Un homme va canaliser à lui seul toute la frustration d'un peuple qui a l'impression de vivre dans une prison sans barreaux. Il est journaliste, il a trente-neuf ans, il s'appelle Taoufik Ben Brik. Le 3 avril, ce correspondant de plusieurs agences de presse, et du journal français la Croix notamment, entame une grève de la faim pour protester contre le traitement que lui infligent les autorités tunisiennes. Durant 42 jours, il cessera de s'alimenter et perdra au final plus de 20 kilos. Surveillance policière autour de son domicile, intimidation contre ses proches, privation de passeport, ligne téléphonique coupée, séjours réguliers en prison, Taoufik Ben Brik ne supporte plus toutes ces brimades et ces atteintes aux libertés. Objet du délit ? Des articles publiés à l'étranger sur la face cachée du régime de Ben Ali, une diffusion de fausses nouvelles selon le régime... Son cas devient « l'affaire Ben Brik » et reçoit un écho favorable en Occident. Cette affaire renvoie aux pays de l'Union européenne qui entretiennent des relations étroites avec la Tunisie – parce que pôle de stabilité dans une zone de tensions (l'Algérie, Sahara occidental...) – l'image d'un pays totalitaire qui bafoue régulièrement les droits de l'homme. Le 21 avril, plusieurs députés européens proposent de geler les accords de coopération qui lient l'UE à la Tunisie pour non-respect d'une clause sur les droits de l'homme. La proposition sera finalement rejetée mais Ben Ali devient, provisoirement, moins fréquentable aux yeux de certaines démocraties occidentales. Des tensions au sein même du gouvernement tunisien apparaissent également en ce printemps 2000. L'épisode Ben Brik et, dans la foulée, la tentative d'assassinat contre un autre journaliste, Riad Ben Fadhel, va scinder en deux l'entourage de Ben Ali. D'un coté, il y a ceux emmenés par le porte-parole de la présidence Abdelwahab Abdallah, qui prônent coûte que coûte le maintien d'une ligne autoritaire nécessaire selon eux à la stabilité du pays. De l'autre, sous l'influence du ministre de la Défense, il y a ceux qui estiment au contraire qu'il est temps de faire des concessions notamment en matière de droits de l'homme. Ceci afin de rassurer les partenaires économiques de la Tunisie.

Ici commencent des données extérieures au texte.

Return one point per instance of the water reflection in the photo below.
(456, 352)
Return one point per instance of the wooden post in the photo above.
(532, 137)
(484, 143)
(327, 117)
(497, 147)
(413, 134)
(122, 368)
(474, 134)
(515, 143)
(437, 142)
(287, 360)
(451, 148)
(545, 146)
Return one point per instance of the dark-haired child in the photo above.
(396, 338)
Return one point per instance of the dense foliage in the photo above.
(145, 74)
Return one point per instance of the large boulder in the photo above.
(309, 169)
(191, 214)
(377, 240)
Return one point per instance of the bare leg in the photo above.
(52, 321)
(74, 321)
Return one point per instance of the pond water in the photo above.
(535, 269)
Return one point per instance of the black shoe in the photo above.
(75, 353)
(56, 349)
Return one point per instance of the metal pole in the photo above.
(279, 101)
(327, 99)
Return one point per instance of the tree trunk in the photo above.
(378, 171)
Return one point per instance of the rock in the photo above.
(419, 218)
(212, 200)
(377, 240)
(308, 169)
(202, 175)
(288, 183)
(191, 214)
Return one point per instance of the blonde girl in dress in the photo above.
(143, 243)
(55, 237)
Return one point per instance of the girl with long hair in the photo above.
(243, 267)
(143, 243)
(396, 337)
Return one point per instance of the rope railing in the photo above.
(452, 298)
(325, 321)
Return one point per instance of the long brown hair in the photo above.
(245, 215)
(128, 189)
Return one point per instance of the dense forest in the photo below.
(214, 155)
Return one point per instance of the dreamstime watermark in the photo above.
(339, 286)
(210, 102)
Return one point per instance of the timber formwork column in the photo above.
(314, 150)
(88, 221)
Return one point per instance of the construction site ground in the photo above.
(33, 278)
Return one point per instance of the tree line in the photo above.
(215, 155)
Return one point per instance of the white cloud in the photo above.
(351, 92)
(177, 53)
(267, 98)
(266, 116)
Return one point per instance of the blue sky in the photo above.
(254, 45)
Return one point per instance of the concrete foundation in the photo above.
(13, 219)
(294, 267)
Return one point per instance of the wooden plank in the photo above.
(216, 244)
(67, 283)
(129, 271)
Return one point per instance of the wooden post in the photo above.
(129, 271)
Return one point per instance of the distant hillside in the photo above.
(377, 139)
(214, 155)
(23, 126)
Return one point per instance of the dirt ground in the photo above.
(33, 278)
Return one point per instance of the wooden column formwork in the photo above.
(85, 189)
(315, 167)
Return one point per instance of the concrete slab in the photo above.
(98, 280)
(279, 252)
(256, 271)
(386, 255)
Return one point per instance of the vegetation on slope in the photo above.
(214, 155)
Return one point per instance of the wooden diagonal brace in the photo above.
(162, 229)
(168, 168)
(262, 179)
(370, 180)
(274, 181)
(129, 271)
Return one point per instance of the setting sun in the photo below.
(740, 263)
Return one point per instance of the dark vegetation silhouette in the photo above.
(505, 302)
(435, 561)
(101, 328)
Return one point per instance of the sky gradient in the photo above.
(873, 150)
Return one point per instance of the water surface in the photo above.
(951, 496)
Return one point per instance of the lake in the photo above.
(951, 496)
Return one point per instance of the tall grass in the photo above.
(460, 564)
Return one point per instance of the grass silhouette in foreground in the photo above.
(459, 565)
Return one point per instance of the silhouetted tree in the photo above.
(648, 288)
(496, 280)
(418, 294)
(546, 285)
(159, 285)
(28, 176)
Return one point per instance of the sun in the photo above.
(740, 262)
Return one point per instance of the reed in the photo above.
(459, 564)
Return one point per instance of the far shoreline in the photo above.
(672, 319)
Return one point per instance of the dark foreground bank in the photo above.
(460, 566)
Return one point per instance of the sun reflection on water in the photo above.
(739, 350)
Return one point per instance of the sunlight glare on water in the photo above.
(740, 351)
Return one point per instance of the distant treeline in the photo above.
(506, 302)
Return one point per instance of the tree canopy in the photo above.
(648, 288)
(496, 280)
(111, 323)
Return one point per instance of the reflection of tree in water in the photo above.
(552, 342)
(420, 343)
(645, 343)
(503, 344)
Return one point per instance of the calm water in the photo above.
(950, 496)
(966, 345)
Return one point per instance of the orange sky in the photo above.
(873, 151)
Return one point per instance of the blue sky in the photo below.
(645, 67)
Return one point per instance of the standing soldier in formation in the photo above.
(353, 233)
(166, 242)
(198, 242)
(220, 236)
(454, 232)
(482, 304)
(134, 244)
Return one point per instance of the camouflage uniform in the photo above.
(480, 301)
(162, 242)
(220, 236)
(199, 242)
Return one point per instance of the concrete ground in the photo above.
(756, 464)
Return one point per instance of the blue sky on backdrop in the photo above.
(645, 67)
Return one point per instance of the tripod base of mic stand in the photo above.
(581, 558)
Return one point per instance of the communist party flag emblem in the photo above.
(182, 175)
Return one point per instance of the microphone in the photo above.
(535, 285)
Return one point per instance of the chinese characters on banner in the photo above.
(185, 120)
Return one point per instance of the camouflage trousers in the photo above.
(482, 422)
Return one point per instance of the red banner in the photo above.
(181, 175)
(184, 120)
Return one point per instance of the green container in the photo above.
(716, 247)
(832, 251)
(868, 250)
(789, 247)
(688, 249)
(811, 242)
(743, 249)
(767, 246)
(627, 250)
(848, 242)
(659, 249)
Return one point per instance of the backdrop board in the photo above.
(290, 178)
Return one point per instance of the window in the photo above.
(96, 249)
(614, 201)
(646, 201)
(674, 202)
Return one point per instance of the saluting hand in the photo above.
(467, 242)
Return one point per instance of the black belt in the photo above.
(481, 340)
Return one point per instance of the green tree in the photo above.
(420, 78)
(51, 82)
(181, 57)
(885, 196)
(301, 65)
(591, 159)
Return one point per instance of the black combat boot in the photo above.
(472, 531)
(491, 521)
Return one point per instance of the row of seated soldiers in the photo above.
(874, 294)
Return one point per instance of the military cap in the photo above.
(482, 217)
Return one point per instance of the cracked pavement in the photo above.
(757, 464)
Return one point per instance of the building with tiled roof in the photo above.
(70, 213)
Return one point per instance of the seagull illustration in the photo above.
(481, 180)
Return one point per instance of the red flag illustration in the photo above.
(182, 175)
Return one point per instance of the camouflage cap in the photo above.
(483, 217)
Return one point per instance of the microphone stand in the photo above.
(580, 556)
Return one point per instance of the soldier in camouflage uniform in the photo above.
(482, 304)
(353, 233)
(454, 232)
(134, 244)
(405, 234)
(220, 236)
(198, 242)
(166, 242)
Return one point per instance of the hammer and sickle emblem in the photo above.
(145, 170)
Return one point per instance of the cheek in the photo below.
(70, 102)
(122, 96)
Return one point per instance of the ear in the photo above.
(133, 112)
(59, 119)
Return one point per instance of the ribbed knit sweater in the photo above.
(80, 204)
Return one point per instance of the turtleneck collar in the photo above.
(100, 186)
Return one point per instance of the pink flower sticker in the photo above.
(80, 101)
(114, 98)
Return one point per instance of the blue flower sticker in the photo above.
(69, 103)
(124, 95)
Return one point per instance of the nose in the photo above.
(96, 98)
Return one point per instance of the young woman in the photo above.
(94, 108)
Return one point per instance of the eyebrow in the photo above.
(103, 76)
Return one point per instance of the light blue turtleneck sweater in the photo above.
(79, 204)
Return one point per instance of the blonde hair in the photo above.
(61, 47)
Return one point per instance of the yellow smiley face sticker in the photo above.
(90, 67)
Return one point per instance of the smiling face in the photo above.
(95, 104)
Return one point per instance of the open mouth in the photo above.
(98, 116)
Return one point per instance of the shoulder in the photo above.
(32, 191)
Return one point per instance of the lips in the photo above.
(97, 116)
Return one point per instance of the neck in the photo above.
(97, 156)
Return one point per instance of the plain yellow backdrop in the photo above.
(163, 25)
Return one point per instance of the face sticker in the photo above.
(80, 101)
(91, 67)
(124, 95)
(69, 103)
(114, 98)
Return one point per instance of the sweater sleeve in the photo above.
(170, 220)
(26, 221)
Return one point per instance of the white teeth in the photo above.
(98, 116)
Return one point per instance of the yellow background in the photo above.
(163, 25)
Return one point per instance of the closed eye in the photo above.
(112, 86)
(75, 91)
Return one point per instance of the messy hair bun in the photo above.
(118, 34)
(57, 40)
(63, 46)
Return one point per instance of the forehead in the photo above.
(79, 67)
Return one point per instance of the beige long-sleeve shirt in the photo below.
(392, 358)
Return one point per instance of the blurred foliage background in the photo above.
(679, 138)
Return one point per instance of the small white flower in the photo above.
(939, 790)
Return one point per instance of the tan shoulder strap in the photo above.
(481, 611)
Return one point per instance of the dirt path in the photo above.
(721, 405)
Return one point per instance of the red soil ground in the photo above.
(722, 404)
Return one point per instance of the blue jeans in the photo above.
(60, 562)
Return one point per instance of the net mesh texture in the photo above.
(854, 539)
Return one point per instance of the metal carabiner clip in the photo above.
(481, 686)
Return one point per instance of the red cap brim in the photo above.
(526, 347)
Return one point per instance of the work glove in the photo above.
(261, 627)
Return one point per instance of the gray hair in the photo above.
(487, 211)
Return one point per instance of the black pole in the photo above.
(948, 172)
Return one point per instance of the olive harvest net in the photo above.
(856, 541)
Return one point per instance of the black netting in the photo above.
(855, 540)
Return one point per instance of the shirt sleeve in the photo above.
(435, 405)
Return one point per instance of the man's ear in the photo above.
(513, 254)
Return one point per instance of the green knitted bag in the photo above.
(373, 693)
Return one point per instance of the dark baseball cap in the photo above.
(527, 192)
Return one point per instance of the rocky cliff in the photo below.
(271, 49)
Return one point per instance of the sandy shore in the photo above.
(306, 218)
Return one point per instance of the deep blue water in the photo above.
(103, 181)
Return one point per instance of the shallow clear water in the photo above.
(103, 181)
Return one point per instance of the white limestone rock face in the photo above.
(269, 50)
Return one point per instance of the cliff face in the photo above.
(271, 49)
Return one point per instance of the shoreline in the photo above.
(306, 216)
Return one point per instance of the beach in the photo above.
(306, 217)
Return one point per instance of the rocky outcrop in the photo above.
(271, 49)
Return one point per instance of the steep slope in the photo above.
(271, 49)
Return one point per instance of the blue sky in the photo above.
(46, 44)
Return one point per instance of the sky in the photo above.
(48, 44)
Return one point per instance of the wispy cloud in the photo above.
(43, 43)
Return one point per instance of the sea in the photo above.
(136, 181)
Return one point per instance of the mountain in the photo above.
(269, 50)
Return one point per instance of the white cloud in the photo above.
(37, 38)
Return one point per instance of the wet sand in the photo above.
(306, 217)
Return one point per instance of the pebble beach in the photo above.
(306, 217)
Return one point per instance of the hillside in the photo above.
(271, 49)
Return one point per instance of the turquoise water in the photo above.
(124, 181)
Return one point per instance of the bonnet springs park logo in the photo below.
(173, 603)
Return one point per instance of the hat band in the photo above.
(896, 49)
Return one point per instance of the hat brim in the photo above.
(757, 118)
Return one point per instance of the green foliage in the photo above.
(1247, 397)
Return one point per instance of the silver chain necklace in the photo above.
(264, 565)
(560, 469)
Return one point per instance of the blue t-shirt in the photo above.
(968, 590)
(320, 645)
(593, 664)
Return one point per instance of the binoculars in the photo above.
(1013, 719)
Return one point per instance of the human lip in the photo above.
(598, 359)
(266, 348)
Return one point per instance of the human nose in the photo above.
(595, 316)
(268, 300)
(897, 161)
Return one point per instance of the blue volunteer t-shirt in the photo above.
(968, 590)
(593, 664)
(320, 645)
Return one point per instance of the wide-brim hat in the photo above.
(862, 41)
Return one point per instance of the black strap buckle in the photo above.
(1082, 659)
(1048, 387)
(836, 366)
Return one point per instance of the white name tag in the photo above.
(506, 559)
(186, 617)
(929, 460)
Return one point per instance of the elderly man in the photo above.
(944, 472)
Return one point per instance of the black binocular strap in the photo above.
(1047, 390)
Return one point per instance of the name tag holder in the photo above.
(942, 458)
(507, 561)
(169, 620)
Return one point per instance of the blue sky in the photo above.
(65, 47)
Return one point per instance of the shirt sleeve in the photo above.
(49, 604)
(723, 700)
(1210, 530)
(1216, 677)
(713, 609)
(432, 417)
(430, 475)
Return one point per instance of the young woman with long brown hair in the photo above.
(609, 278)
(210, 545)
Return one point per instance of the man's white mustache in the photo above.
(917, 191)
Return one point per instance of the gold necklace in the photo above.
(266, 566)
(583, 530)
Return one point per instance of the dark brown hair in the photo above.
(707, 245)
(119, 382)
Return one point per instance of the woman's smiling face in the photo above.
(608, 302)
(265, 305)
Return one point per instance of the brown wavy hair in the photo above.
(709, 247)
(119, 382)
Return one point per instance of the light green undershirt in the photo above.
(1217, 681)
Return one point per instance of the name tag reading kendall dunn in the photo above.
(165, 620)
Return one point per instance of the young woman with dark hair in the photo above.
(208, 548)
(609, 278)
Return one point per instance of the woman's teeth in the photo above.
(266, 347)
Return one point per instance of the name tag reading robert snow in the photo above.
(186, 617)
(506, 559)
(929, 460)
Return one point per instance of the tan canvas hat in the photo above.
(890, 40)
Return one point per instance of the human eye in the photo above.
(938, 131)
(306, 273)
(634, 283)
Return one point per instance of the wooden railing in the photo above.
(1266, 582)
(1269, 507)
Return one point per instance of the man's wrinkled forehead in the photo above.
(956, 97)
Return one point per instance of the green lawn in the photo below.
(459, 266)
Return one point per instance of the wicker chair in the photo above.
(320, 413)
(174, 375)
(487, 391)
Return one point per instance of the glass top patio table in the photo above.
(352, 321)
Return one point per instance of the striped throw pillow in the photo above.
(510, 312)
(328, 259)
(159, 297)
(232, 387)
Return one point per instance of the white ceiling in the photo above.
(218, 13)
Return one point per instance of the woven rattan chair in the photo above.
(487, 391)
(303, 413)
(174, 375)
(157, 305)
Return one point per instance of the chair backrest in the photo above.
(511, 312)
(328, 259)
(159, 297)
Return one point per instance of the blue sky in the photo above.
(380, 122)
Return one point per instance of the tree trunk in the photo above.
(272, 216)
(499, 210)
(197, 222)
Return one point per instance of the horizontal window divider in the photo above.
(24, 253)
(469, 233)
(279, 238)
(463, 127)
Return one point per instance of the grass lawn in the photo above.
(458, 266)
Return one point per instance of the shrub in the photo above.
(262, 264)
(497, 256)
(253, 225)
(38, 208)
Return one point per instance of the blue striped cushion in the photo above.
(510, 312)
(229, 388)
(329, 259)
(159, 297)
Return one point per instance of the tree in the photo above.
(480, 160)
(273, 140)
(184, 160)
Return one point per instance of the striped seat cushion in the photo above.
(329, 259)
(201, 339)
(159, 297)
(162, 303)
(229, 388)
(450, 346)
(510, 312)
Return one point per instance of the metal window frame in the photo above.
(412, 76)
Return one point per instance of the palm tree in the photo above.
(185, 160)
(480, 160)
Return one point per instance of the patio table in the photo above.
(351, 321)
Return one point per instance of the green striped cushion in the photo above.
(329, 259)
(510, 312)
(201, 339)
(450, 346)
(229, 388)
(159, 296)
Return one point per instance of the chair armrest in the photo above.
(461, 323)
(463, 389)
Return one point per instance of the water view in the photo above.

En libérant en juin dernier plusieurs prisonniers politiques dont Abdelmoumem Belanès ou encore Fahem Boukkadous, accusés d'appartenir au Parti communiste tunisien, en relançant au même moment l'Union du Maghreb arabe, Ben Ali décide finalement de jouer l'apaisement. Il espère ainsi redorer son blason, démontrer que son libéralisme autoritaire prend également en compte les libertés individuelles. Reste qu'après treize ans de pouvoir, Zine el-Abidine Ben Ali est toujours en quête de légitimité.

Grégoire Queinnec

Bourguiba, le père de l'indépendance

C'est le 3 août 1903 que naît à Monastir Habib Bourguiba. Après des études de droit à Paris entre 1924 et 1927, Bourguiba revient en Tunisie, un diplôme d'avocat en poche. Dès son retour, il adhère au Destour, un parti nationaliste, puis crée en 1934, le Néo-Destour, plus progressiste. Suite aux émeutes de Tunis en avril 1938, Bourguiba est emprisonné jusqu'en 1942. À sa libération, il part en exil à Rome mais revient clandestinement en Tunisie un an plus tard. De nouveau arrêté, l'instauration de l'autonomie interne en 1954 sonne son heure de gloire. Le 20 mars 1956, date de l'indépendance de la Tunisie, Bourguiba forme un gouvernement, puis devient le premier président de la République.